For the date (agwa) filling
- Place the pitted dates in a food processor, and pulse until a paste is formed. If a food processor isn’t available, it is possible to chop the dates finely using a sharp knife.
- Place butter in a small saucepan over low heat and let it melt.
- Add the chopped dates and the cinnamon powder and stir together. Stir the dates till a soft paste is formed. If necessary, add ½ – 1 tablespoon of water.
- Once the paste is formed, take the dates out of the saucepan and let the paste cool. Once the date paste is cool, make small teaspoon-sized balls of the date mixture just like you did with the agameya filling. (Grease your handswith oil if necessary.) Place the date paste balls on a parchment paper-lined tray and keep them in thefridge until ready to use.
For the Kahk dough
- Place the flour, cinnamon powder, baking powder and salt in a bowl. Mix with a spoon and set aside.
- Place ghee (clarified butter) in a large bowl, and add the powdered sugar/icing sugar. Use an electric beater to whisk together till light and fluffy (about 2minutes).
- Add the flour mixture to the ghee and sugar. Mix with a wooden spoon until well combined. (The flour will get coated in the ghee / clarified butter and have a crumbly texture.)
- Add the milk and mix again. The dough is ready when it can be formed into a ball and doesn’t crack when pressed. If the dough hasn’t come together, add another tablespoon of milk or a tablespoon of flour, as required.
- Cover the dough with a cloth, and let it rest in a cool place or the refrigerator for about 30 minutes.
- Before starting to roll your cookies, preheat your oven to 180 C (355F) and line two baking sheets with parchment paper.
- Use a tablespoon to scoop out the dough and roll it between your palms to form individual balls. The dough balls should be double the size of the filling balls. (It is essential to make sure the dough balls are all the same size to bake evenly.)

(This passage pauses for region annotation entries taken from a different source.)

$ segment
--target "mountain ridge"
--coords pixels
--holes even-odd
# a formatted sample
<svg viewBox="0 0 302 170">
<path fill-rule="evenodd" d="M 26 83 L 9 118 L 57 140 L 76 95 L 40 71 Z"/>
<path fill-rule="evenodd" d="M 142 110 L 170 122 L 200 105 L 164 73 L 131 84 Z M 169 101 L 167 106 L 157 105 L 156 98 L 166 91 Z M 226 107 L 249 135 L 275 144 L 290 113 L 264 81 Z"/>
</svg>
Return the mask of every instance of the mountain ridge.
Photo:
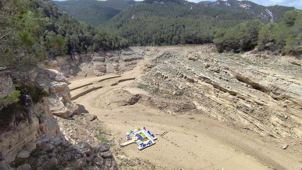
<svg viewBox="0 0 302 170">
<path fill-rule="evenodd" d="M 252 14 L 255 18 L 276 22 L 280 21 L 285 11 L 295 9 L 293 7 L 278 5 L 265 6 L 248 1 L 218 0 L 214 2 L 201 1 L 198 3 L 206 7 L 245 11 Z"/>
</svg>

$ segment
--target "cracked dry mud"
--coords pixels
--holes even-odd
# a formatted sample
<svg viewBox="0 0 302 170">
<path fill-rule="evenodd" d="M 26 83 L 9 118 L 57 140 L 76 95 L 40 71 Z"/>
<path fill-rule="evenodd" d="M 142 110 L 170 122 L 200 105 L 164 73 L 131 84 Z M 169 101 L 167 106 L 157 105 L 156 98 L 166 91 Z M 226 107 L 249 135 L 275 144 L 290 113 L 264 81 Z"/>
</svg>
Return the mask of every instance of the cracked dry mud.
<svg viewBox="0 0 302 170">
<path fill-rule="evenodd" d="M 116 147 L 136 127 L 168 131 L 142 151 L 135 144 L 119 149 L 156 169 L 300 169 L 301 69 L 292 63 L 301 61 L 253 52 L 219 54 L 212 47 L 132 48 L 144 60 L 121 77 L 72 77 L 70 88 L 93 84 L 72 96 L 104 87 L 72 103 L 103 122 Z"/>
</svg>

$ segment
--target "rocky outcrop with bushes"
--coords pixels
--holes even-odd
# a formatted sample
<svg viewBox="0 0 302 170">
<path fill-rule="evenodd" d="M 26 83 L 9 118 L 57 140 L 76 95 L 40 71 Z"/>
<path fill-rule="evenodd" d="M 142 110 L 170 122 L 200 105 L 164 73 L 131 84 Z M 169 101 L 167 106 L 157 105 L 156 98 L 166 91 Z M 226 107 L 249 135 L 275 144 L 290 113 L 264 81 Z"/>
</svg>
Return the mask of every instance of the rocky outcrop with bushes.
<svg viewBox="0 0 302 170">
<path fill-rule="evenodd" d="M 63 75 L 34 73 L 2 78 L 1 98 L 14 91 L 20 96 L 0 110 L 0 170 L 118 169 L 107 144 L 71 142 L 60 130 L 54 115 L 67 118 L 78 110 Z"/>
</svg>

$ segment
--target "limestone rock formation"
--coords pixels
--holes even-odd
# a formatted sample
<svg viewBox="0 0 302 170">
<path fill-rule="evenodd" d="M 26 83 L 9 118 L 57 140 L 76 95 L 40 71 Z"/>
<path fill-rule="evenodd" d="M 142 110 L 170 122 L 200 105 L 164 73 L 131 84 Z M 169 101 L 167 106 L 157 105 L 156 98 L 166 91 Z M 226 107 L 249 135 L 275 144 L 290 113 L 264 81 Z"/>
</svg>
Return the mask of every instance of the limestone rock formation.
<svg viewBox="0 0 302 170">
<path fill-rule="evenodd" d="M 98 76 L 102 76 L 106 72 L 106 66 L 104 63 L 94 62 L 93 68 L 95 74 Z"/>
<path fill-rule="evenodd" d="M 302 128 L 296 126 L 302 123 L 302 84 L 293 77 L 221 57 L 160 52 L 146 65 L 157 66 L 136 81 L 157 96 L 191 101 L 195 112 L 249 127 L 261 135 L 281 141 L 302 135 Z"/>
<path fill-rule="evenodd" d="M 44 78 L 46 77 L 48 78 Z M 39 72 L 37 79 L 50 93 L 47 98 L 53 114 L 67 117 L 77 112 L 77 106 L 70 103 L 71 96 L 67 80 L 61 73 L 54 70 L 43 70 Z"/>
</svg>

- To stuff the kahk cookies, place a ball of dough in your hand and make an indentation using your thumb. Place the filling ball (agameya or date filling)in the center and wrap the remaining dough around it. Roll it into a smooth ball again. The kahk cookies can also be made plain without any filling.
- Make an indentation on the top of the kahk cookies using a fork.
- For agameya cookies – don’t make any indentations as the filling can ooze out if there are cracks on top.
- Place the prepared kahk cookies on a sheet lined with parchment paper. Make sure there is space between each cookie.
- Bake in a pre-heated oven at 180 C (355F) for about 15 – 18 minutes until the bottom is browned and the top is pale golden. The filled cookies will bake more quickly than the plain ones.
- Remove from the oven and let the cookies cool for a few minutes on the baking sheet. Then move to a wire rack to finish cooling.
- When the cookies have cooled, place them on a platter and dust generously with powdered sugar. This step is particularly important. The cookies aren’t too sweet, and the powdered sugar looks beautiful and adds sweetness to the cookies.
Kahk seasoning is a unique blend of powdered spices added to kahk cookies to give them their distinctive flavour. It is also known as kahk essence, or reehet el kahk and is available at Egyptian stores. Some of the common ingredients in kahk seasoning are ground mahlab, cardamom, cinnamon, cloves, nutmeg, and fennel. If you can find kahk seasoning, do give it a try. Otherwise, substitute with your favourite dessert spice or spice blend or simply use cinnamon.